Add A Custom Model

Custom models are registered in Python. No registry file edit is needed.

import macroforecast as mf

@mf.custom_model("my_model")
def my_model(X_train, y_train, X_test, context):
    model = MyModel()
    model.fit(X_train, y_train)
    return model.predict(X_test)

Use the registered name exactly like a built-in model:

result = (
    mf.Experiment(
        dataset="fred_md",
        target="INDPRO",
        start="1980-01",
        end="2019-12",
        horizons=[1, 3, 6],
    )
    .compare_models(["ridge", "my_model"])
    .run()
)

MVP contract:

fn(X_train, y_train, X_test, context) -> prediction

X_train, y_train, and X_test are already split by the execution engine. X_test is one row. Return a scalar or a one-element sequence/array.

context includes:

  • contract_version

  • model_name

  • target

  • horizon

  • feature_names

  • feature_runtime_builder

  • block_order

  • block_roles

  • alignment

  • leakage_contract

  • mode

Some routes add optional fields. FRED-SD mixed-frequency routes add context["auxiliary_payloads"] with native-frequency block metadata.

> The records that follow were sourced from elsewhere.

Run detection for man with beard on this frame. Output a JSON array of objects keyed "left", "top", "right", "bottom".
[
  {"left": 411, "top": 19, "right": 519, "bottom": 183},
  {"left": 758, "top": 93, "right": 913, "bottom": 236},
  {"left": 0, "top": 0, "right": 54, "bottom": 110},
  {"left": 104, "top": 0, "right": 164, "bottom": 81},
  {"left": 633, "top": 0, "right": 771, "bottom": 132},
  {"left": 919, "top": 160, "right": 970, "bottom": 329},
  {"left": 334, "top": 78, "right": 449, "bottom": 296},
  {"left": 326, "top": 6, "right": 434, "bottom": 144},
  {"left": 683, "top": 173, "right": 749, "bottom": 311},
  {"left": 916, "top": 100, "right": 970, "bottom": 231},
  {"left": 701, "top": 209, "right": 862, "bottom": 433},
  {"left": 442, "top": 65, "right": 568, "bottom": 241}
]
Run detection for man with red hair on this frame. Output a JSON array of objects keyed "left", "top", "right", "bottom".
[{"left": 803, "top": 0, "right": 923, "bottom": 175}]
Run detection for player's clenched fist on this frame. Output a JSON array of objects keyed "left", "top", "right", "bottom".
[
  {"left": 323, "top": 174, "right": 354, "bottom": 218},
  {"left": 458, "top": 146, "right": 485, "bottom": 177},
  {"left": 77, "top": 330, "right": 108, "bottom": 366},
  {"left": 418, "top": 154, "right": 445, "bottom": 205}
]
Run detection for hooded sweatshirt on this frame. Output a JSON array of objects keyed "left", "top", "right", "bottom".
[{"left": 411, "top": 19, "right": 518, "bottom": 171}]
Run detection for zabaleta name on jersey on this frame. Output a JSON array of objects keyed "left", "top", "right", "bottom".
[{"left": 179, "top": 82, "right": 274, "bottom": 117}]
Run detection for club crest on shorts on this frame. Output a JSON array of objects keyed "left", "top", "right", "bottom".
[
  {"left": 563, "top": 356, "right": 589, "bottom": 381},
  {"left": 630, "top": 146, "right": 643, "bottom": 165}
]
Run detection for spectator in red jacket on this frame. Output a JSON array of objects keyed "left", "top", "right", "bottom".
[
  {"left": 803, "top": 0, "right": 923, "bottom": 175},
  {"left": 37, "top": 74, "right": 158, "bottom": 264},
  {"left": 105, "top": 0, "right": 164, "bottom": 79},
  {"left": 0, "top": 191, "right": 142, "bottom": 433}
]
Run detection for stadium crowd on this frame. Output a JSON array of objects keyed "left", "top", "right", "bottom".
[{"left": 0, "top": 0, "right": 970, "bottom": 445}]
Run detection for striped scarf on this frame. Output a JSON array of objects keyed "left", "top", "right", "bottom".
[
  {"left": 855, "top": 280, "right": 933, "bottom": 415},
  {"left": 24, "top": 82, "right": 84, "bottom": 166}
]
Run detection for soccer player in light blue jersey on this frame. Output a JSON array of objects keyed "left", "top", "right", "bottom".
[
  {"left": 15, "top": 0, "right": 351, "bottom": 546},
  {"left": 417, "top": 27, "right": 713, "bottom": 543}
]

@mf.custom_model("my_fred_sd_mixed_frequency_model")
def my_fred_sd_mixed_frequency_model(X_train, y_train, X_test, context):
    payloads = context.get("auxiliary_payloads", {})
    blocks = payloads["fred_sd_native_frequency_block_payload"]
    native_frequency = blocks["column_to_native_frequency"]
    # Fit a leakage-free mixed-frequency research model here.
    return float(y_train[-1])

result = (
    mf.Experiment(
        dataset="fred_sd",
        target="UR_CA",
        start="2000-01",
        end="2020-12",
        horizons=[1],
        frequency="monthly",
        feature_builder="raw_feature_panel",
        model_family="my_fred_sd_mixed_frequency_model",
    )
    .use_fred_sd_selection(states=["CA", "TX"], variables=["UR", "NQGSP"])
    .use_fred_sd_mixed_frequency_adapter()
    .run(local_raw_source="tests/fixtures/fred_sd_sample.csv")
)

See examples/custom_fred_sd_mixed_frequency_model.py and examples/recipes/templates/fred-sd-custom-mixed-frequency-model.yaml. When using YAML, import the Python module that registers the model before running the recipe. YAML selects model_family; it does not register the callable.

The manifest records the model as custom:

manifest = result.variant(result.per_variant_results[0].variant_id).manifest
manifest["model_spec"]["custom_model"]

Keep custom model code leakage-free. Fit only on X_train and y_train; do not read future rows or full-sample statistics.